The golden 'banquette' stools were commissioned in the early 1830s by King Carlo Alberto of Sardinia (reigned 1831-1848) for the Billiard Room of Castello di Racconigi, near Turin. Designed by the Rome-trained artist, architect and antiquarian Filippo Pelagio Palagi (d.1860), they were executed by the court cabinet-maker Gabriele Capello (d.1876), who was popularly named after his birth town in the Province of Asti 'Il Moncalvo'. They are conceived in Palagi's Etruscan Grecian fashion, with square squab-cushions raised on rectilinear triumphal-arched frames, whose reed-banded entablature and pillar supports are inlaid in an intarsia of palm-flowered tendrils. Palagi, who was the author Vari Ornament (1838) and director of the Scuola di Ornato of the Accademia Albertina di Belle Arte, was famed in Franceas 'le célebre Palagi, peinte de Bologne'. One of Palagi's related Etruscan 'Curule' chairs, designed for Racconigi in 1834, was exhibited in London in 1851, when it received praise as being, 'really fine work, graceful in its general form, and enriched by the ornament of the best period of Grecian taste; when decorative Art received from that wonderful people an impetus and an ultimate perfection which has stamped it with an individual character of the most unmistakeable kind'. (The Art-Journal Illustrated Catalogue of the Industry of All Nations Exhibition, 1851; and Pelagio Palagi Artista e Collezionista Exhibition, 1976, Turin fig. 163). Some of the Racconigi furniture was also executed in Paris, such as the 'gabinetto etrusco' chairs, that were supplied by Joseph-Pierre-François Jeanselme (d.1860), and feature similar triumphal-arched frames (one is discussed C. Wilk ed., Western Furniture in the Victoria & Albert Museum, London, 1996 p. 147
The stools here offered are inscribed with partly rubbed 'PPR' painted marks. These have been suggested to stand for 'Principe Piemonte Racconigi' or 'Proprieta Privata Racconigi'. The various white and green numbers most probably refer to inventories made at Racconigi.

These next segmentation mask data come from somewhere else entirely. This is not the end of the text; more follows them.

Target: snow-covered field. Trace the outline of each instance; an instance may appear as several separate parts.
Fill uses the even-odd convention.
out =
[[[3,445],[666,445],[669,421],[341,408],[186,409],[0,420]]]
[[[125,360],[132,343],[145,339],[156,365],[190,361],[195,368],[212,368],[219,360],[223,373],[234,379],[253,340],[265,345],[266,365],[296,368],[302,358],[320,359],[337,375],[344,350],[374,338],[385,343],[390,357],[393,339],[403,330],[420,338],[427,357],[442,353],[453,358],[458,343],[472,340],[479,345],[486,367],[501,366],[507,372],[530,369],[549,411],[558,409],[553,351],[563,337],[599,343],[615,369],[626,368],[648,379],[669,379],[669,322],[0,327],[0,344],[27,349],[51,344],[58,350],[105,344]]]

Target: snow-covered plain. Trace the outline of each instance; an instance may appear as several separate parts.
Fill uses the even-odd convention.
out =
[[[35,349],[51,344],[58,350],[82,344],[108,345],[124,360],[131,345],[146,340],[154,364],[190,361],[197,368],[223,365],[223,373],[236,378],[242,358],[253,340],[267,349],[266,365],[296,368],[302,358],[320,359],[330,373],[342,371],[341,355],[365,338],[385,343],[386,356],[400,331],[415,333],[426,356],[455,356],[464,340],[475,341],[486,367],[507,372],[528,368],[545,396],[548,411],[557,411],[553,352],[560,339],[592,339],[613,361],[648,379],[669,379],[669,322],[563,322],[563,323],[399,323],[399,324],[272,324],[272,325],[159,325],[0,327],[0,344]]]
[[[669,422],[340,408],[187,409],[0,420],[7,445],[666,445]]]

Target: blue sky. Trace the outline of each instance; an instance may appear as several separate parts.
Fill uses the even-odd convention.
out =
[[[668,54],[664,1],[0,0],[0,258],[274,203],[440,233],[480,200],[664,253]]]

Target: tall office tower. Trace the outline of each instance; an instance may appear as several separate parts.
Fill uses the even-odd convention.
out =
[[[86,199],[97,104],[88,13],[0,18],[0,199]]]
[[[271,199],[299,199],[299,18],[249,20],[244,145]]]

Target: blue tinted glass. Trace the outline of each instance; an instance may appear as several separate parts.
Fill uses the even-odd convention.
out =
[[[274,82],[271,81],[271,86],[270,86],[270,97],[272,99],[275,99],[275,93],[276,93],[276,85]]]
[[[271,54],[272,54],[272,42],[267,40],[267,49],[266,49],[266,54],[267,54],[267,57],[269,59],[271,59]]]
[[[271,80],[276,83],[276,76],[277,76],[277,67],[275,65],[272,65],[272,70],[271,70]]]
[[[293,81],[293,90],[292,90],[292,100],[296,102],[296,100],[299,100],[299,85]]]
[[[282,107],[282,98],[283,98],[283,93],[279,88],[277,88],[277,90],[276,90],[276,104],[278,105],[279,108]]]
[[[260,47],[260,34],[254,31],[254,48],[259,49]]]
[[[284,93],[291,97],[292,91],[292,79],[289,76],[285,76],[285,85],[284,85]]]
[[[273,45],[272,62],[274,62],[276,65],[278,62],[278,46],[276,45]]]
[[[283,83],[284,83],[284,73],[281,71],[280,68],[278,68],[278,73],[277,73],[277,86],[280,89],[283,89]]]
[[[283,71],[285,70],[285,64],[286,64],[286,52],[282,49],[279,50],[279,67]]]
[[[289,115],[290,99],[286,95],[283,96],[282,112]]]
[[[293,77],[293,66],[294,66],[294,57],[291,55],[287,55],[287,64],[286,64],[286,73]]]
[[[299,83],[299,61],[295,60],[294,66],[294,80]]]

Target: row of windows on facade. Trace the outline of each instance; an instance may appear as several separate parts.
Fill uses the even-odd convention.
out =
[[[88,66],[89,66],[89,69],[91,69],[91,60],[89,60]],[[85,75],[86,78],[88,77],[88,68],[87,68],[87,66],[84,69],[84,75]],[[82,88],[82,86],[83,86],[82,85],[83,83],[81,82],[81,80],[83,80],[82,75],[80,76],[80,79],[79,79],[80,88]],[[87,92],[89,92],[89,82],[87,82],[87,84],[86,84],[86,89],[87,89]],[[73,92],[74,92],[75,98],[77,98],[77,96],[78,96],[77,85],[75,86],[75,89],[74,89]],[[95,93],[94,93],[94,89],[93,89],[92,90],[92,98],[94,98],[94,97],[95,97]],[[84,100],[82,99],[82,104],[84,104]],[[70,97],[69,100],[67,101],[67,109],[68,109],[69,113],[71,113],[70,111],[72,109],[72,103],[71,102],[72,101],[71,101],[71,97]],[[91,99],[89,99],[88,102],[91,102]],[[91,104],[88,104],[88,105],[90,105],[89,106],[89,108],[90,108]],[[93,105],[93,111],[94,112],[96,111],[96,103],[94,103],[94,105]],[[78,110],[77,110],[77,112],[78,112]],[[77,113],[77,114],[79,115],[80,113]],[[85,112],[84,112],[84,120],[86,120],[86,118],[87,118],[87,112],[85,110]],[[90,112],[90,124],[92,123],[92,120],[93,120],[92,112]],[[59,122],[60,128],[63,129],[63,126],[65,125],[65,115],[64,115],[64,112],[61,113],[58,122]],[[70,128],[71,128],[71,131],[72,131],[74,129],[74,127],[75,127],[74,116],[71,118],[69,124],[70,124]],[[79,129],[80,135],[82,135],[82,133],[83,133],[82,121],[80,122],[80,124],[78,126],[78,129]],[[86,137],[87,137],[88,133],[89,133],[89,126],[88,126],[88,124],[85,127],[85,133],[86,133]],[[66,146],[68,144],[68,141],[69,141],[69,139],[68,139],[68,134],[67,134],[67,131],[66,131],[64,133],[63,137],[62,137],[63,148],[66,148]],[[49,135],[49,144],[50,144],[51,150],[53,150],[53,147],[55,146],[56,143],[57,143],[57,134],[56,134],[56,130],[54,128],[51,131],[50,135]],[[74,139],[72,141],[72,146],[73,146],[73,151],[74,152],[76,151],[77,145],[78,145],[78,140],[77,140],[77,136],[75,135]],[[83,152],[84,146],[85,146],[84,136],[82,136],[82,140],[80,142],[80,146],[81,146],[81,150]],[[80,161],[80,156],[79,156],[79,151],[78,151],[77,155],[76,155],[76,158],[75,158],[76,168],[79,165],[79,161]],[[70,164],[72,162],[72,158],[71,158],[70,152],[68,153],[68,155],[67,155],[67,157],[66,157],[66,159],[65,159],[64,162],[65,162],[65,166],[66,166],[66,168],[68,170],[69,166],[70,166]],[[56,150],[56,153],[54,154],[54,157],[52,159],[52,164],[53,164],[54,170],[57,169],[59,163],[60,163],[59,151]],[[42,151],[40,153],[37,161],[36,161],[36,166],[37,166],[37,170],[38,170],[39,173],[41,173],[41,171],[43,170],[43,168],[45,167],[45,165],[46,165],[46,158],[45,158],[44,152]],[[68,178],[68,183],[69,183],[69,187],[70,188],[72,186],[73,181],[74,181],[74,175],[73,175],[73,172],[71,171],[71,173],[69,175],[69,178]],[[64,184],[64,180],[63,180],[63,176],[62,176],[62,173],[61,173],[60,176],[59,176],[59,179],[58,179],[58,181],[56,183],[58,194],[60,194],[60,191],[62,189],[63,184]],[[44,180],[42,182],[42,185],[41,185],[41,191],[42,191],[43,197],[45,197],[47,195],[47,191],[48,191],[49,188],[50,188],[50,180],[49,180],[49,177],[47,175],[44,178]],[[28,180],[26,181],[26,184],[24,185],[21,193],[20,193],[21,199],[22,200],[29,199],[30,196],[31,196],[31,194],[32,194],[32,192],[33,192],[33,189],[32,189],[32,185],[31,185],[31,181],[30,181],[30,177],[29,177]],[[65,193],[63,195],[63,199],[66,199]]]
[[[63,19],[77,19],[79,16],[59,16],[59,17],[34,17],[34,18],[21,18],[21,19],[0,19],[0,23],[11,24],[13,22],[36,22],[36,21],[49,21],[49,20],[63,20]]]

Pelagio Palagi (1775-1860)
The celebrated Bolognese ornemaniste and furniture designer Pelagio Palagi developed a taste for 'Etruscan' archeological treasures while in Rome between 1806 and 1815. In 1832, King Carlo Alberto (1798-1849) commissionned Palagi to refurbish the Castello di Racconigi, and this included the celebrated Etruscan room completed in 1834. The furniture was supplied by Gabriele Capello, also known as 'Il Moncalvo'. Moncalvo and Pelagi can confidently be associated with these stools, executed for an as yet unidentfied Sallotto di Billiardo.
Castello Reale di Racconigi
With its origins in the 12th century, the Castello Reale di Racconigi became a Savoia-Carignano property in 1605 and was transformed into a princely residence. Late, the private property of the Royal House of Savoy, Racconigi was gifted with its contents by Vittorio Emanuele III, King of Italy (1869-1947) to his son, Umberto, Prince of Piedmont, following his marriage to Princess Marie-José of Belgium in 1930. Racconigi was later acquired by the Italian state and is now a state museum.